The Democratic campaign enjoyed a spectacular and spirited convention climaxed by a phenomenal speech by Senator Obama. The McCain campaign followed with a phenom of its own with the addition of Governor Sarah Palin to the ticket. Prior to that spontaneous decision, John McCain was experiencing difficulty attracting an audience. In fact, with the prearranged agenda including Bush and Cheney, they would likely had difficulty filling the convention hall. This situation was remedied by the creation of the John McCain traveling burlesque show. Hopefully, the same people who support Sarah Palin are those who supported Sanjaya right up until it was time to declare him an American Idol. While the Republican propaganda machine is frantically fabricating a history for Palin, scrambling like canaries in a cage startled by the appearance of a cat, Barack Obama himself appears tired, bored, deflated, and even defeated. It’s time for the Democratic Party to employ a novel strategy in the political arena. It’s time to tell the truth.

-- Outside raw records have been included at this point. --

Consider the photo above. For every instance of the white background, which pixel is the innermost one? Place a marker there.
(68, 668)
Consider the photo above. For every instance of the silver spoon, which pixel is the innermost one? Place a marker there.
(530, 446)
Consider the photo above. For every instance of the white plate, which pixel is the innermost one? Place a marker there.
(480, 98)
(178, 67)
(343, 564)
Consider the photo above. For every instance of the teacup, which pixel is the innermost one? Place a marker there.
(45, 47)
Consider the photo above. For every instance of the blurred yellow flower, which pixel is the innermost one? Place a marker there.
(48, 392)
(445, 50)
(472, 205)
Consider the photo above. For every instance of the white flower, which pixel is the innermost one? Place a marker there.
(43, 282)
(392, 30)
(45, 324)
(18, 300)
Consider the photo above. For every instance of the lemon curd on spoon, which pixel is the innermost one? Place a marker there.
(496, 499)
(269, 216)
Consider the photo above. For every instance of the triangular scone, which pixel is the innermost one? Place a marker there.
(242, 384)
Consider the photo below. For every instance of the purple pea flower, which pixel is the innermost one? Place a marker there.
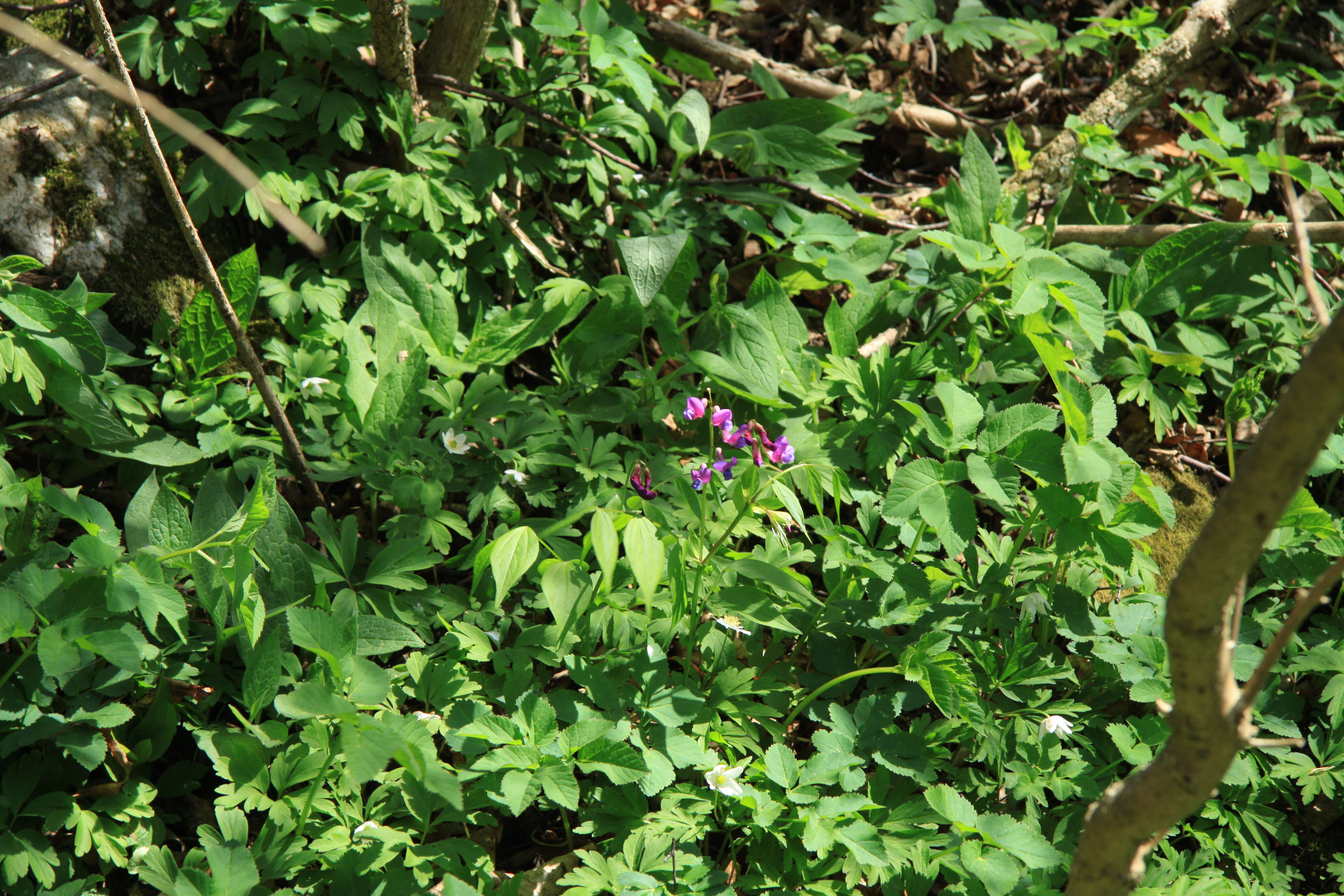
(644, 488)
(738, 437)
(701, 477)
(725, 468)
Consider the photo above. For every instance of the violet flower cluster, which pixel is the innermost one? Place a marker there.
(746, 436)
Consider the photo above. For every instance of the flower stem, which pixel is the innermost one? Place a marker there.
(847, 676)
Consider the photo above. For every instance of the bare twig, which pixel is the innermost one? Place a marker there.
(1304, 604)
(1207, 468)
(1304, 242)
(495, 96)
(217, 289)
(11, 100)
(195, 136)
(1136, 236)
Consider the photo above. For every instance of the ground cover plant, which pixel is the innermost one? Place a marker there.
(694, 520)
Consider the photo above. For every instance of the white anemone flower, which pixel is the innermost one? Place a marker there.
(1031, 605)
(312, 387)
(1057, 726)
(732, 624)
(725, 780)
(455, 443)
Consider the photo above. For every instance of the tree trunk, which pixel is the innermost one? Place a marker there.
(1209, 26)
(458, 40)
(389, 26)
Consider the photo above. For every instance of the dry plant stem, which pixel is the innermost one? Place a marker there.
(217, 289)
(471, 91)
(13, 100)
(908, 116)
(124, 92)
(1304, 249)
(1207, 727)
(1136, 236)
(1209, 26)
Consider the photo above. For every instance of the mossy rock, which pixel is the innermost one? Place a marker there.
(1194, 506)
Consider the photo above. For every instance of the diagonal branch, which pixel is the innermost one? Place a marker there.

It is a foregone conclusion that multi-national corporate interests own the federal government lock, stock, and barrel, with Big Oil as the majority shareholder. George Bush is a president with no leverage over these entities in fact; he invited them to the party. When Bush proclaims, “we must protect American interests abroad,” it is these corporate interests to which he refers. The lobbyists who represent these interests have written any and all legislation passed within the last eight years. The Republican hierarchy has embedded within it, individuals in key positions who steer all government policies to favor these groups. If John McCain and the Republican Party remain in power, this situation will not change. Furthermore, if some tragedy were to befall McCain, Palin has left no doubt in anyone’s mind that she is completely capable of reading the commands issued by these individuals. While the McCain/Palin Campaign portrays itself as the reform ticket, these same multi-nationals are pouring money into the effort directly and through 527 provisions to insure its success. This phenomenon can be compared to the scenario in which a drug kingpin who has already bought-off key players in law enforcement and the judiciary, finances the campaign of the ‘law and order’ candidate who is secretly also on his payroll.
This reality is understood throughout the world (except among the religious right which is, by the way, neither) so much so that the European Union was formed in large part to insulate governments on that continent from this same corruption. Any and all candidates running for political office in democracies throughout Europe who have ties to our corrupt administration are handily voted down. The impact of this unified agreement has resulted in a blockade of many American products to a consumer base of nearly half a billion and the subsequent loss of countless American jobs. The distrust of American enterprise has facilitated a rapid increase in the demand for Russian oil and natural gas causing the current tension between the oil friendly Bush Administration and the neo-capitalist Russian government. It is no wonder that the Republican Party will never support successful programs for public education. It is to its advantage for its core electorate to remain oblivious to its true priorities and their consequences. Anyone interested in the future of these great United States must focus on the interview in which Dick Cheney openly admitted that the Republican Party, “will say what we need to, to get elected,” and then pursue, with reckless indifference, the policies agreed to prior to the campaign.
Barack Obama must reinvigorate his campaign by simply implementing the truth. In plain terminology, Obama must educate the American people in how it works, how it got this way, and how it can be fixed. He must loudly proclaim that this Republican Administration has not only undermined the Democratic process through trickery and fraud, but has nullified the legislative process by expanding the powers of the presidency which has led to the paralysis of Congress. America is not only crying for change but is also starving for truth. Somebody has to go first.